4. The Manhattan Project

The Manhattan Project is one of the most coveted pieces of work created by Albert Einstein, but also extremely controversial.

Einstein worked on this research which was supported by the US, and it was his research among with other scientists that led to the creation of the first atomic bomb.

After seeing the destruction that it can do in WWII, Einstein was the first to campaign against the use of nuclear weaponry.

As we know, no other nuclear attack happened since that day, but it certainly served as a reminder to humanity that nuclear weapons are definitely going to lead to destruction, most of which can’t be repaired either.



5. Special and General Theory of Relativity

The Special Theory of Relativity is widely known for being called the special relativity. It’s the theory that shows the overall relationship between space and time.

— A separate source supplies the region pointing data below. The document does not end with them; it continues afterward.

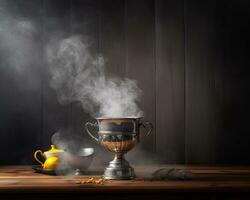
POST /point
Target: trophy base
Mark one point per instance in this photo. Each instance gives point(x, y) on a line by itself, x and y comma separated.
point(119, 169)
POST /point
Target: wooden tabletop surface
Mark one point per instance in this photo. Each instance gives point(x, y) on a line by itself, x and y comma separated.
point(205, 178)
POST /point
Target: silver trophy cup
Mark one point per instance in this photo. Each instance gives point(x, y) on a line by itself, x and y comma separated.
point(118, 135)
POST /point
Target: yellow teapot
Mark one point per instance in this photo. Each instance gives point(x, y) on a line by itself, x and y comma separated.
point(52, 157)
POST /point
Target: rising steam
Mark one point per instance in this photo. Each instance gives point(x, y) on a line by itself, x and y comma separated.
point(78, 76)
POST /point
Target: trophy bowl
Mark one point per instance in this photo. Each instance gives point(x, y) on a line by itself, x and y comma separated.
point(118, 135)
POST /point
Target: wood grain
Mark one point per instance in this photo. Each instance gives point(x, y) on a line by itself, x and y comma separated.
point(170, 87)
point(201, 125)
point(140, 61)
point(206, 179)
point(56, 23)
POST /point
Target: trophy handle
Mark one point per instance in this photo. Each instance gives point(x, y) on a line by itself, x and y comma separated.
point(91, 124)
point(147, 124)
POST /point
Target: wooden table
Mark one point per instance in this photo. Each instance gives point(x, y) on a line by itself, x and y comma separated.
point(209, 182)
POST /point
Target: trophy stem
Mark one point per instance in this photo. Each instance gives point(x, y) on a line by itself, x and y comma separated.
point(119, 168)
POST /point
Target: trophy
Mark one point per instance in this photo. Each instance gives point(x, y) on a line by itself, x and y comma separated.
point(118, 135)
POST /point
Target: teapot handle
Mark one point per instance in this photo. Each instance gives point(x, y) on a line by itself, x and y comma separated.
point(35, 156)
point(147, 124)
point(90, 134)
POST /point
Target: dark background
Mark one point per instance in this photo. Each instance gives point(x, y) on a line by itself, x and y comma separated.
point(190, 58)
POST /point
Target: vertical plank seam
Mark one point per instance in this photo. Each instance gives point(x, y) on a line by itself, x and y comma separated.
point(71, 103)
point(125, 37)
point(42, 79)
point(185, 84)
point(155, 46)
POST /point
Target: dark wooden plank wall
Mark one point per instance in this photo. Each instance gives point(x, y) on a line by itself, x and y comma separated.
point(183, 55)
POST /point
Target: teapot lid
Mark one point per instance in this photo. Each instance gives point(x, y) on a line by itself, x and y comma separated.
point(54, 149)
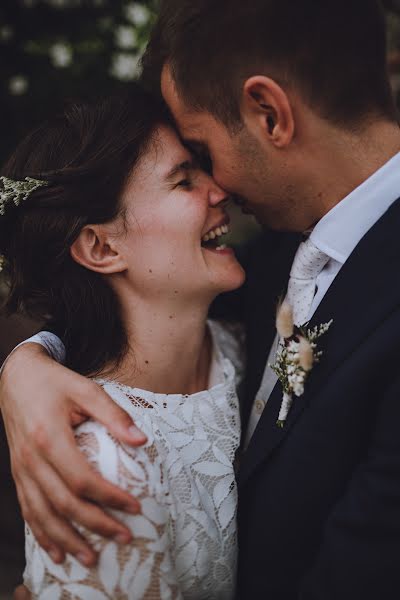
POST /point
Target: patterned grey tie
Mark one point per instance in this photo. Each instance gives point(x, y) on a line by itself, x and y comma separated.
point(307, 265)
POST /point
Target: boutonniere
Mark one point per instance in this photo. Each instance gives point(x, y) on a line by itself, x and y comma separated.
point(297, 353)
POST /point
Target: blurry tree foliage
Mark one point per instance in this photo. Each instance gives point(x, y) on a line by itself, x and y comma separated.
point(53, 50)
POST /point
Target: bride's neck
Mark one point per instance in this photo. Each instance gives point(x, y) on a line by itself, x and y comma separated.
point(169, 347)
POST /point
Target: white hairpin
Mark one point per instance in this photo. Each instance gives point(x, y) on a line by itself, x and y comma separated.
point(17, 191)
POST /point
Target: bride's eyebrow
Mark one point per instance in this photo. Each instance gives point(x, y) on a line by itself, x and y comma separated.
point(184, 166)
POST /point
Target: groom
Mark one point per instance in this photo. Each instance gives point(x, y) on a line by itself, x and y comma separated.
point(291, 104)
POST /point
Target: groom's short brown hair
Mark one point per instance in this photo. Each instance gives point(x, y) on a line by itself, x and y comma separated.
point(331, 51)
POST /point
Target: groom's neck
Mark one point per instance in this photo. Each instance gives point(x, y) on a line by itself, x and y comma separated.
point(342, 161)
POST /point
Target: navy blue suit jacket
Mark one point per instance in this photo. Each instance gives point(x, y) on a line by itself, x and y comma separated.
point(319, 501)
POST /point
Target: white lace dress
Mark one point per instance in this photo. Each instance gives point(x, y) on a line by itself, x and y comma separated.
point(184, 542)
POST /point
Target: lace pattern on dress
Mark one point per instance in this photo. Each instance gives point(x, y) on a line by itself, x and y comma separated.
point(184, 542)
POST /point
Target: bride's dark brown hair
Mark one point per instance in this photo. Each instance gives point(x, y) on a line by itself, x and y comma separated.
point(86, 154)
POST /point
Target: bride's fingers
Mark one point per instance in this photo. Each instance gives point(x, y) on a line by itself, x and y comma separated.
point(46, 524)
point(64, 456)
point(95, 402)
point(56, 554)
point(81, 512)
point(22, 593)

The theory itself has 2 main components, mainly the speed of light is constant no matter the light source or observer motion and that the laws of physics are always the same no matter the situation.

What’s important to keep in mind is that this theory explains the E=mc2 equation.
Then we also have the General Theory of Relativity which helps generalize Newton’s Law of Universal Gravitation and the aforementioned Special Theory of Relativity.

This particular theory states that gravity belongs to space and time. This is also known as the geometric theory of gravitation. It’s this theory that defines gravity in the world of modern physics.

6. Brownian movement

The Brownian movement is maybe one of the most popular theorems created by Einstein. He created it while working on the molecular theory of liquids.

At that time, he noticed that particles were in motion, and the Brownian movement theory is what ended up coming out of his studies. Their particular theory is very relevant because it talks about how gas or fluid particles have random particle movements.

With this theory Einstein was focused on explain why particles would have a zig-zag movement while they were in suspension. The study was also focused on showing that atoms and molecules do exist in particles, so it was very revolutionary and something incredibly interesting to say the least.

7. The Bose-Einstein condensate

Albert Einstein worked closely with Satyendra Nath Bose in order to help design a concept focused on understanding light as gas.

This idea wanted to show that atoms are cooled whenever they reach absolute zero, yet they don’t really move. Instead, they are creating various clumps or clusters and enter a specific state of energy.

From there, the scientists showed that a group of atoms would behave just like a singular atom. Not only that, but it would also retain the characteristics of that atom.

8. Avogadro’s number

Einstein contributed to the Avogadro’s number as well. He was working on his math needed to support the Brownian movement theory, and during that time he also managed to prove that atoms exist as well.

He thus managed to lay the foundation needed to calculate Avogadro’s number. Albert Einstein showed that small particles do exist, and Jean Perrin used this information to calculate Avogadro’s number, while also showing atoms do exist.

Perrin was even awarded the Nobel Prize in 1926 thanks to that, since he pursued Einstein’s ideas and managed to complete the calculations thanks to the groundwork laid by Einstein.

Summary

Albert Einstein’s incredible contribution to our society

Albert Einstein’s work is a staple of what a brilliant mind can do, and all these theories helped invent and design many of the things we use today.

We might not have a TV or a smartphone without Einstein’s unique inventions and ideas. It just goes to show what a single mind can do for our society.

According to Einstein, “Curiosity has its own reason for existing”, so pursuing this and always pushing the limits can indeed make a difference. It’s always important to continue studying, pushing the limits and never giving up.

Thankfully, Einstein laid all the necessary groundwork and thanks to his research, many scientists get to bring us some amazing inventions that wouldn’t be possible otherwise!